XenCenter monitoring NVIDIA K2 GPU usage

XS6.2 SP1 introduced virtualised GPU technology, vGPU to the XenDesktop platform, enabled by HDX 3D Pro and to accompany this technology, new metrics were also added to Citrix XenServer allowing access to metrics available from NVIDIA’s K1 and K2 GRID cards via their NVML libraries.

The new metrics available are:

Class

Name

Units

Description

Enabled by default?

Condition for existence

Host gpu_memory_free_<pci-bus-id> bytes Unallocated framebuffer memory  No A supported GPU is installed on the host
Host gpu_memory_used_<pci-bus-id> bytes Allocated framebuffer memory  No A supported GPU is installed on the host
Host gpu_power_usage_<pci-bus-id> mW Power usage of this GPU  No A supported GPU is installed on the host
Host gpu_temperature_<pci-bus-id> °C Temperature of this GPU  No A supported GPU is installed on the host
Host gpu_utilisation_compute_<pci-bus-id> (fraction) Proportion of time over the past sample period during which one or more kernels was executing on this GPU  No A supported GPU is installed on the host
Host gpu_utilisation_memory_io_<pci-bus-id> (fraction) Proportion of time over the past sample period during which global (device) memory was being read or written on this GPU  No A supported GPU is installed on the host

We are limited to the metrics available from NVML and as such the users should be aware that the metrics do pertain to the physical GPU.

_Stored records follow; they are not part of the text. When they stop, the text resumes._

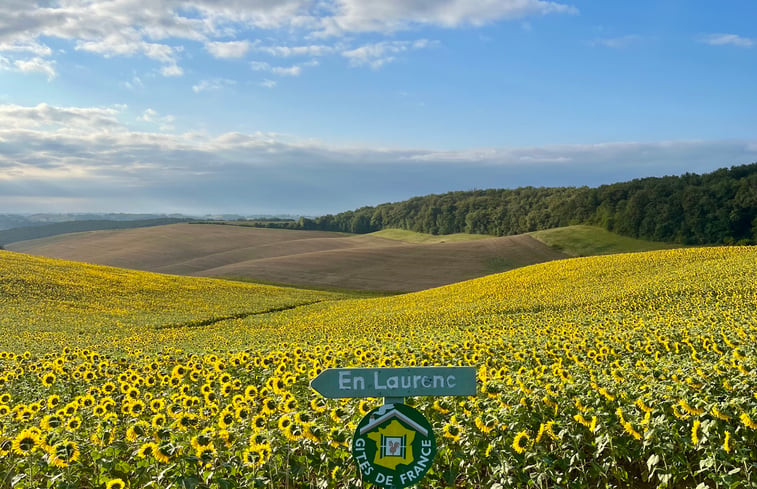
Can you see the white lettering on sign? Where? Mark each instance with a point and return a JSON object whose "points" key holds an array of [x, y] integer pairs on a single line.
{"points": [[397, 381]]}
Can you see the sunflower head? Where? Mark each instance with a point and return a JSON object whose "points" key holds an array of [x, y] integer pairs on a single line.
{"points": [[115, 484]]}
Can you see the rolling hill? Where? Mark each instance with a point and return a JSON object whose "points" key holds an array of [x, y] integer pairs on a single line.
{"points": [[302, 258], [632, 371]]}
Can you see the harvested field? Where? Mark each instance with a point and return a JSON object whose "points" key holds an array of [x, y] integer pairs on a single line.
{"points": [[302, 258]]}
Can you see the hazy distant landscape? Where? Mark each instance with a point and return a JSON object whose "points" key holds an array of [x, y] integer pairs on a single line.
{"points": [[212, 214]]}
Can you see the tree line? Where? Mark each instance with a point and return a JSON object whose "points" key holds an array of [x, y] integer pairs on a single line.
{"points": [[713, 208]]}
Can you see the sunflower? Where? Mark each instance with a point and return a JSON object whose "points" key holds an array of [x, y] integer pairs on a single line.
{"points": [[452, 430], [202, 440], [109, 388], [313, 432], [226, 419], [268, 406], [136, 408], [147, 450], [63, 454], [48, 379], [339, 414], [137, 430], [26, 442], [73, 423], [157, 405], [6, 444], [486, 425], [318, 405], [185, 421], [284, 422], [50, 422], [521, 442], [158, 421], [364, 407], [164, 453], [259, 422], [205, 455], [115, 484], [695, 432], [258, 439], [256, 457], [294, 431]]}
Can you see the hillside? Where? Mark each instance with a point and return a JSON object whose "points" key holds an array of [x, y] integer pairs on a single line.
{"points": [[302, 258], [582, 240], [36, 230], [714, 208], [628, 370]]}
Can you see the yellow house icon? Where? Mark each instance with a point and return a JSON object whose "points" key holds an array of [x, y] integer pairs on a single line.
{"points": [[394, 442]]}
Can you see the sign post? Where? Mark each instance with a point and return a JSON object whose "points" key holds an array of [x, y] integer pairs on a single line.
{"points": [[394, 445]]}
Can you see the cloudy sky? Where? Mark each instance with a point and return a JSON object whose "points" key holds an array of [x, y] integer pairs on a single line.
{"points": [[316, 106]]}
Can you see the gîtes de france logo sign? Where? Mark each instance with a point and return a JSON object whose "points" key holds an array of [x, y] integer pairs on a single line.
{"points": [[393, 446]]}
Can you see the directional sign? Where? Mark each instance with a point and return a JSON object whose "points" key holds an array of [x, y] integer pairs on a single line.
{"points": [[396, 382]]}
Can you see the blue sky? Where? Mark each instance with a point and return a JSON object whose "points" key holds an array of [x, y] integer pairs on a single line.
{"points": [[316, 106]]}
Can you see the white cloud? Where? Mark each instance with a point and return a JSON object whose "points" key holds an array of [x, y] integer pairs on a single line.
{"points": [[229, 49], [172, 70], [616, 42], [394, 15], [26, 46], [287, 71], [87, 119], [293, 70], [378, 54], [730, 40], [159, 29], [37, 65], [152, 116], [50, 152], [289, 51], [212, 85]]}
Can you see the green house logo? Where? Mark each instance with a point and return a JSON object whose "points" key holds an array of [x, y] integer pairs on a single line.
{"points": [[394, 446]]}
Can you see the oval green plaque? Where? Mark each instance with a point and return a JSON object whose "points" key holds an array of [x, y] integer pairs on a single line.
{"points": [[394, 446]]}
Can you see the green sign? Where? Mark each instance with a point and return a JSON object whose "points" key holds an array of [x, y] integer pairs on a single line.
{"points": [[396, 382], [394, 446]]}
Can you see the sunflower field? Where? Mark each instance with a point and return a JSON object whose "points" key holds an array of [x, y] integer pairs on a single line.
{"points": [[622, 371]]}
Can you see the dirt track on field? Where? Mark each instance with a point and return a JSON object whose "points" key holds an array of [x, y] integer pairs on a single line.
{"points": [[301, 258]]}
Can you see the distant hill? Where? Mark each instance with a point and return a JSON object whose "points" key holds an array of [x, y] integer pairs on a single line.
{"points": [[37, 231], [714, 208], [303, 258]]}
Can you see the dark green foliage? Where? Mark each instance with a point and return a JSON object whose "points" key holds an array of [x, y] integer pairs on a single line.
{"points": [[715, 208]]}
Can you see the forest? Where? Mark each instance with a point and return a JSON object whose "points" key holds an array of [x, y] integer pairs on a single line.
{"points": [[713, 208]]}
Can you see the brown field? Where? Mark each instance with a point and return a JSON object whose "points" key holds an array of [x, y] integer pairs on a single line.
{"points": [[300, 258]]}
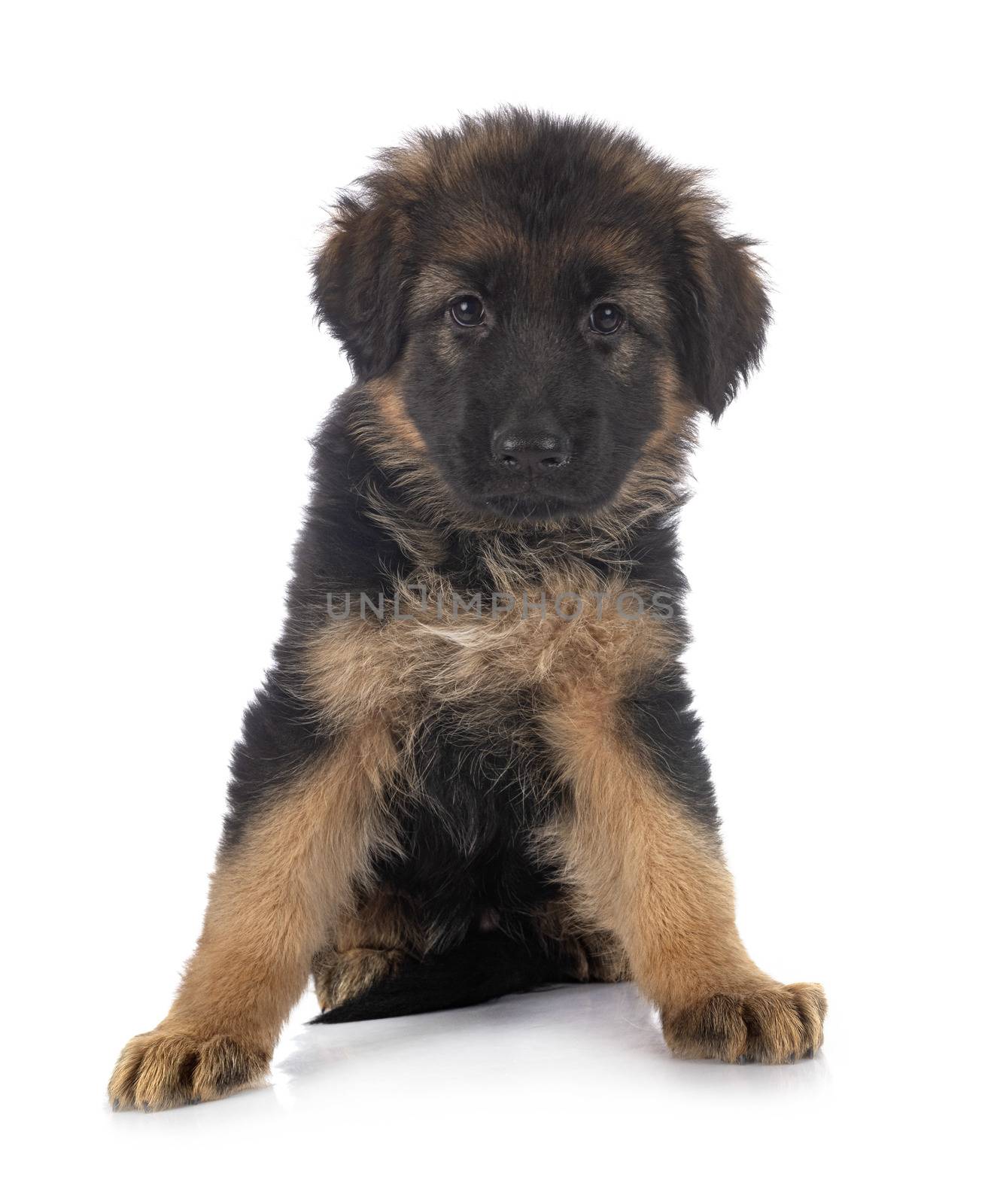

Those looking to use these metrics in benchmarking analysis may also be interested in some of the previous blogs on GPU benchmarking on the Citrix blogs such as:

Over the last few versions of XenServer we’ve been increasing the number of metrics available and also improving the documentation and alerting mechanisms around these metrics. These new metrics complement those comprehensively documented in Chapter 9 of the XenServer 6.2 Administrators Guide. The documentation is extensive and covers:

  • Existing metrics and their units including IOPs per virtual disk, latency, CPU usage, CPU P-states and many others
  • Details of metrics not enabled by default and how to enable them
  • Documentation for tools to generate the metrics in csv format
  • How to enable and view metrics from XenCenter
  • How to configure alerts and automated emails based on metric thresholds

The metrics from XenServer are available from the XenCenter GUI (details included in this blog) but are also programmatically directly available to sys. admins. and many are incorporated into third party monitoring products such as CA Nimsoft, EGInnovations, Goliath’s MonitorIT and many others. The availability of these new metrics should help XenDesktop users looking to monitor and benchmark GPU usage and I hope we will soon see the new metrics incorporated into third party monitoring products.

For developers and enthusiastic system administrators looking to write monitoring products we also provide developer guides on the xenserver.org site, including sample code for metric collection.  The metrics are available not only from the XenServer command line interface (xe CLI) but also via the XenServer PowerShell cmdlets, python, Java, C# and C APIs.